Domenica 15 Gennaio 2017 - 23:00

La Juve cade a Firenze: Kalinic e Badelj riaprono il campionato

Roma a -1 dai bianconeri e Napoli a -4

Serie A, Juve cade a Firenze: Kalinic-Badelj riaprono campionato

Una grande Fiorentina ferma la marcia della Juventus e riapre il campionato. Nel posticipo serale della prima giornata di ritorno i bianconeri ai arrendono 2-1 al 'Franchi' e vedono avvicinarsi a -1 la Roma e a -4 il Napoli, anche se la squadra di Allegri ha ancora la gara con il Crotone da recuperare. A lanciare la formazione di Sousa, protagonista di un grande primo tempo, sono le reti di Kalinic e di Badelj, la reazione dei bianconeri frutta solo la rete del solito Higuain. Nel finale grossa chance sprecata dai campioni d'Italia con Dybala, in serata negativa. Davanti all'ex premier Renzi e al ct Ventura successo meritato per i toscani, che dimostrano di crederci di più e tornano in corsa per l'Europa: anche i viola hanno un match da recuperare. Allegri dovrà invece riflettere: per i bianconeri è la quarta sconfitta, ancora in trasferta.

Nessuna sorpresa nelle scelte di Allegri. In avanti spazio al tandem Dybala-Higuain, in difesa torna la 'Bbc', Barzagli, Bonucci e Chiellini. A centrocampo sulla fascia destra c'è Cuadrado, Pjanic resta in panchina. Sousa si affida in avanti a Kalinic, corteggiatissimo dalla Cina, e dà fiducia al giovane Chiesa, fresco di rinnovo. Confermato Sanchez nel pacchetto arretrato. Coreografia dei brividi al Franchi, con la Fiesole che rende omaggio al 'ritorno a casa' di Giancarlo Antognoni formando la scritta 'Unico 10'. In campo avvio frizzante dell'undici di Sousa. Buffon è subito chiamato all'intervento per sventare un potente rasoterra di Vecino dal limite. Poco dopo, è il palo esterno a salvare il numero uno bianconero sulla botta mancina dell'uruguaiano, penetrato in area dopo il servizio di Oliveira. Ancora Fiorentina pericolosa con uno spunto di Chiesa, che si libera di Chiellini ed impegna Buffon. Il successivo nuovo tentativo da fuori dell'ispiratissimo Vecino non inquadra lo specchio. La Juventus soffre l'organizzazione di gioco dell'undici di Sousa e cerca di scuotersi con un sinistro centrale di Alex Sandro che però non crea grattacapi a Tatarusanu. Altro pericolo in area bianconera con un traversone di Borja Valero che Kalinic non riesce ad impattare al meglio. Al 37', il meritato vantaggio dei viola: Bernardeschi verticalizza per Kalinic, il croato entra in area a batte con un gran destro in diagonale Buffon. La squadra di Allegri si getta in avanti alla ricerca del pari e lo sfiora prima dell'intervallo: Higuain ci prova dopo l'appoggio di Khedira, provvidenziale la deviazione di Oliveira da terra.

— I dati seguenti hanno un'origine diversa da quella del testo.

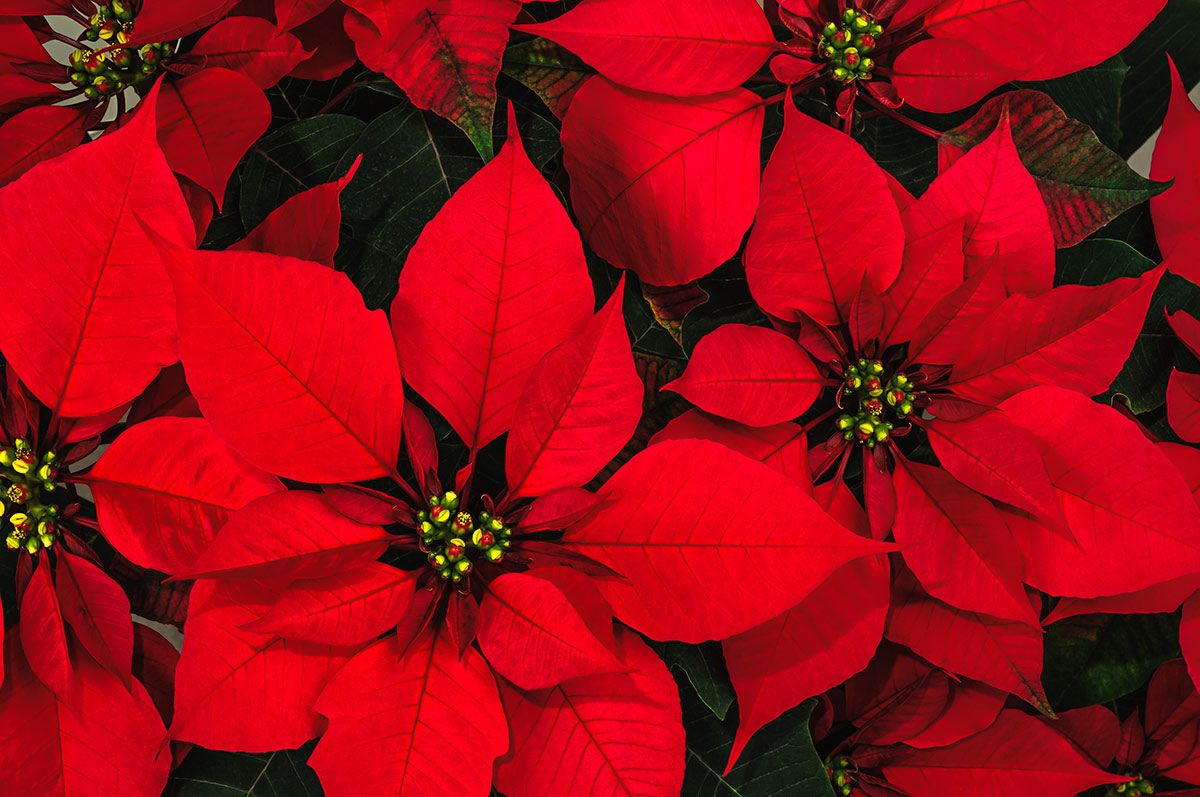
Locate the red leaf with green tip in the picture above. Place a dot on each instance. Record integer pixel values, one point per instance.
(155, 505)
(697, 48)
(395, 723)
(495, 282)
(805, 251)
(612, 733)
(751, 375)
(1085, 185)
(661, 185)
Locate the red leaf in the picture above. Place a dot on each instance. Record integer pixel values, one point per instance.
(240, 690)
(444, 54)
(166, 486)
(348, 607)
(91, 341)
(613, 733)
(291, 534)
(1015, 751)
(577, 409)
(493, 283)
(661, 46)
(393, 724)
(106, 742)
(805, 252)
(1132, 519)
(288, 365)
(533, 635)
(751, 375)
(207, 123)
(664, 186)
(693, 549)
(252, 47)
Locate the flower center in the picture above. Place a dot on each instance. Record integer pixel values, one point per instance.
(455, 540)
(847, 46)
(108, 70)
(25, 479)
(876, 402)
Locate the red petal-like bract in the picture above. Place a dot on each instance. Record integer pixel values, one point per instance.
(693, 547)
(579, 408)
(683, 49)
(240, 690)
(288, 365)
(751, 375)
(89, 316)
(805, 252)
(166, 486)
(1132, 519)
(105, 742)
(430, 723)
(617, 733)
(493, 283)
(1015, 754)
(661, 185)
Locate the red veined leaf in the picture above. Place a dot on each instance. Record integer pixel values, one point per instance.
(240, 690)
(809, 648)
(251, 47)
(306, 226)
(1000, 653)
(943, 75)
(99, 612)
(995, 457)
(492, 285)
(444, 54)
(579, 407)
(288, 365)
(1132, 517)
(289, 534)
(691, 547)
(348, 607)
(533, 635)
(90, 342)
(166, 486)
(613, 733)
(105, 742)
(751, 375)
(805, 252)
(1029, 28)
(1015, 751)
(207, 121)
(393, 721)
(661, 185)
(1073, 336)
(958, 544)
(661, 46)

La ripresa si apre con una grossa chance per la Viola: Chiesa soffia palla ad Alex Sandro e serve Kalinic, il croato giunge al cospetto di Buffon che salva in uscita. Niente può invece SuperGigi in occasione del raddoppio dei padroni di casa: Badelj verticalizza per Chiesa, che si inserisce tra i difensori ma sfiora solo in spaccata: la rete è del croato (10'). La Juventus ha il merito di reagire subito: Olivera non è impeccabile su Sturaro dopo il cross di Khedira, la palla arriva sottoporta ad Higuain che non perdona (13'). Bianconeri ancora vivi e giochi riaperti, Allegri si gioca la carta Pjaca e richiama Sturaro e poi sostituisce Marchisio con Rincon. E' la Juve a tenere palla, la Fiorentina bada a non lasciare varchi. Negli ultimi dieci minuti, il tecnico bianconero tenta il tutto per tutto inserendo pure Mandzukic per Barzagli. E i viola sudano freddo in area: Tatarusanu è strepitoso nell'opporsi ad un'incornata di Higuain, poi sbroglia una pericolosissima mischia. Per un finale che si preannuncia infuocato Sousa si affida alle forze fresche di Tello e Ilicic, fuori tra gli applausi Chiesa e Borja Valero. La Juventus ha la palla del pari con Dybala, che servito da Mandzukic arriva al cospetto di Tatarusanu e spara alle stelle. Scampato pericolo per i viola che in pieno recupero potrebbero chiuderla con Ilicic: il croato scatta sull'invito di Kalinic ma davanti a Buffon spedisce sul fondo.